Zuckerberg was in Washington for a speech at Georgetown University that was livestreamed from his personal Facebook page. He will also testify next week before the House Financial Services Committee about his cryptocurrency project, Libra.

He said his speech — in which he defined his peer group of high-tech companies as the “fifth estate,” taking their place alongside traditional news media — was one he had been thinking about for a very long time.

“I thought it was important to give a full articulation of my views on free expression. Giving people a voice is so important, and it has been throughout history,” he said.

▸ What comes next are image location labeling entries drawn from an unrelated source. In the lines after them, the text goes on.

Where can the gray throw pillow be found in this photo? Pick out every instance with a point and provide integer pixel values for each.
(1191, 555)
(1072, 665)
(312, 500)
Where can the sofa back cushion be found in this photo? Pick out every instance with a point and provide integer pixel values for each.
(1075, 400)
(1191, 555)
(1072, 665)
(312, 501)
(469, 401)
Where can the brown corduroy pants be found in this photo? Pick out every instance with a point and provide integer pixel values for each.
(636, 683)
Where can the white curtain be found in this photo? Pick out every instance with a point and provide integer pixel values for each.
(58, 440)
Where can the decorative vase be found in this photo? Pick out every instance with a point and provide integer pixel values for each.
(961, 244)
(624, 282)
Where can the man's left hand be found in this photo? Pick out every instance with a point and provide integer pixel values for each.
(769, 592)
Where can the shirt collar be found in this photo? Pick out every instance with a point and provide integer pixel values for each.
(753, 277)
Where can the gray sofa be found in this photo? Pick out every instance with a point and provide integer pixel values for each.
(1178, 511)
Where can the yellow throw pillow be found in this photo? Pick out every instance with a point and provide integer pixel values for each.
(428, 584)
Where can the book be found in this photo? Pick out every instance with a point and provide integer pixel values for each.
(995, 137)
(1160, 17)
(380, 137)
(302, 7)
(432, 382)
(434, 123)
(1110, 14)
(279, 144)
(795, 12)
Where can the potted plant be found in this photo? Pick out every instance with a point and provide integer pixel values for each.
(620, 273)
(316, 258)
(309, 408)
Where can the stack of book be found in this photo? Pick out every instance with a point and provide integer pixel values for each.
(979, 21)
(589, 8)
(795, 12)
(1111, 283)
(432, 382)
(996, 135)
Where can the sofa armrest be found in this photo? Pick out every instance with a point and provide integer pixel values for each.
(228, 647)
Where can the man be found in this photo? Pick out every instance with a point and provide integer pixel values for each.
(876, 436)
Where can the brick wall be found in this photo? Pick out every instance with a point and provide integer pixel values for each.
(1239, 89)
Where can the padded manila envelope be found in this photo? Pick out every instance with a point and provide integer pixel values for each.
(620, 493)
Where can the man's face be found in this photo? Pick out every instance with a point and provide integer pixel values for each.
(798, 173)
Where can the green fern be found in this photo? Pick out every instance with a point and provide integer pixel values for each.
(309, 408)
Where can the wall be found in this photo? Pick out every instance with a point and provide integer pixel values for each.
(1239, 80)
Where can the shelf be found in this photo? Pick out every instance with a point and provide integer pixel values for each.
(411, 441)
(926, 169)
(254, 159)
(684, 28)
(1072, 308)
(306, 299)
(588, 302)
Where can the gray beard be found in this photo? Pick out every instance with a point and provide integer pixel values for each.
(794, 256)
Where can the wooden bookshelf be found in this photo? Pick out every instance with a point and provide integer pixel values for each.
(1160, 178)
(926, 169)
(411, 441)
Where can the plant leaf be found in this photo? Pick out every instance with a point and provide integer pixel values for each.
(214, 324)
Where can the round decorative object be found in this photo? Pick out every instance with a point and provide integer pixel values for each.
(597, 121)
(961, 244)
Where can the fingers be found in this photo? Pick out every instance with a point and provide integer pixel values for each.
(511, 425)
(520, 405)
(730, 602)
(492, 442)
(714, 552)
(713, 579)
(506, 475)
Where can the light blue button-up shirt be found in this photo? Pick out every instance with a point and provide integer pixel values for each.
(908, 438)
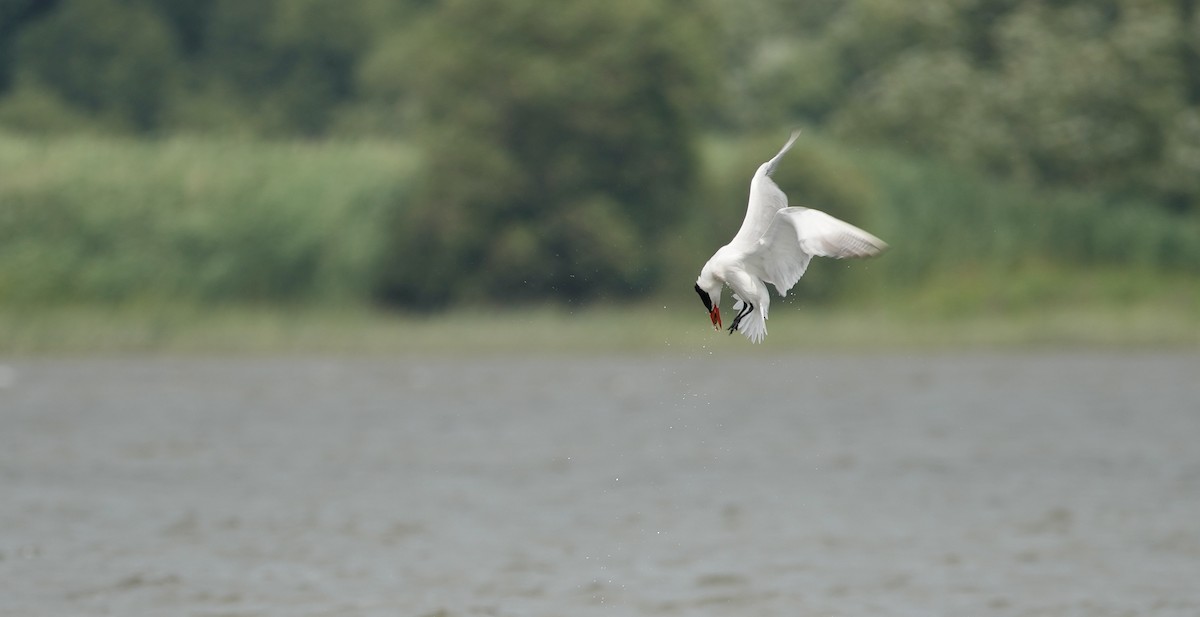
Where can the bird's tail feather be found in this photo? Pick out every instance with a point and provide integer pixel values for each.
(754, 327)
(769, 166)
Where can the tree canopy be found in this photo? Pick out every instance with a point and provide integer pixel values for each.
(561, 137)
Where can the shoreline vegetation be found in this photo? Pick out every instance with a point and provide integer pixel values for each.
(209, 245)
(648, 329)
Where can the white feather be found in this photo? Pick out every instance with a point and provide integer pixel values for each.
(774, 245)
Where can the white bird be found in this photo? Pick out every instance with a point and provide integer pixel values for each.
(774, 245)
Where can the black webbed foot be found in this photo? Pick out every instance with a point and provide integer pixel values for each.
(745, 310)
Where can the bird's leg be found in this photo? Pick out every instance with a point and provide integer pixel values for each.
(745, 310)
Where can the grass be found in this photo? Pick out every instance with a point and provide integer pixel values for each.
(193, 245)
(677, 328)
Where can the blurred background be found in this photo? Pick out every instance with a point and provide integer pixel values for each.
(256, 192)
(415, 156)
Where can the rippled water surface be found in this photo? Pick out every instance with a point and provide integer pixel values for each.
(861, 485)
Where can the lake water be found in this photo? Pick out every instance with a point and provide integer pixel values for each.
(990, 484)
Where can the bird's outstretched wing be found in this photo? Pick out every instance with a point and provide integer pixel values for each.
(795, 235)
(766, 199)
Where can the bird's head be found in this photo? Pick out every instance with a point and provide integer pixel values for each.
(709, 291)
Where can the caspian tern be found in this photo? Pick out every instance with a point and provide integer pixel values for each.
(774, 245)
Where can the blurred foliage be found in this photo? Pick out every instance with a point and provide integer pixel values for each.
(88, 219)
(96, 219)
(582, 150)
(570, 150)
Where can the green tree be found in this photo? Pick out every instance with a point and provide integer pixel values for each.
(559, 144)
(115, 60)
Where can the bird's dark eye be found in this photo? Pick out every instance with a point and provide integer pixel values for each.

During our interview, the seemingly aloof Zuckerberg, 35, was candid in talking about how important his own Jewish faith is to him and relaxed and funny in reflecting on how things have changed since he launched “The Facebook” in his dorm room in 2004.

Zuckerberg has certainly taken his lumps. For years, he has been blasted from all sides for Facebook’s business practices — from making money on false ads to breaching the privacy of its users. Oftentimes, the Facebook CEO and his team have seemed locked in an ivory tower as they arrogantly battled these crises from on high.

With his speech and this interview, Zuckerberg is clearly trying to show his more human side, especially as he fights accusations from both sides of the political aisle. While Republicans insist that users and news with a more conservative bent have been censored on his platform, Democrats claim Facebook spreads political misinformation.

Recently, presidential candidate Sen. Elizabeth Warren took this to the next level, paying for a deliberately deceptive Facebook ad that read, in part, “Breaking news: Mark Zuckerberg and Facebook just endorsed Donald Trump for reelection.” Her ad was a response to Trump’s 2020 reelection campaign ads, which blasted Joe Biden and his son for corruption, charges they both deny. Zuckerberg has so far not removed any of the ads and has defended this policy.

“People worry, and I worry deeply, too, about an erosion of truth,” Zuckerberg told The Washington Post. “At the same time, I don’t think people want to live in a world where you can only say things that tech companies decide are 100 percent true.”

Even in the face of a cancel culture and tribal political war, Zuckerberg believes that free speech is absolute, and he does not think private companies should censor politicians.

“The hardest threat to free expression comes from our culture itself,” he told the New York Post. “Because democracy depends on people holding each other’s right to express ourselves above our own desire to get our way in every debate that we have.

“And increasingly, it seems like a larger number of people are willing to put whatever political outcome they want above respecting other people’s ability to express themselves and have a voice,” he said.

“I think that that’s really dangerous.”

Zito is a CNN political analyst and a staff reporter and columnist for the Washington Examiner.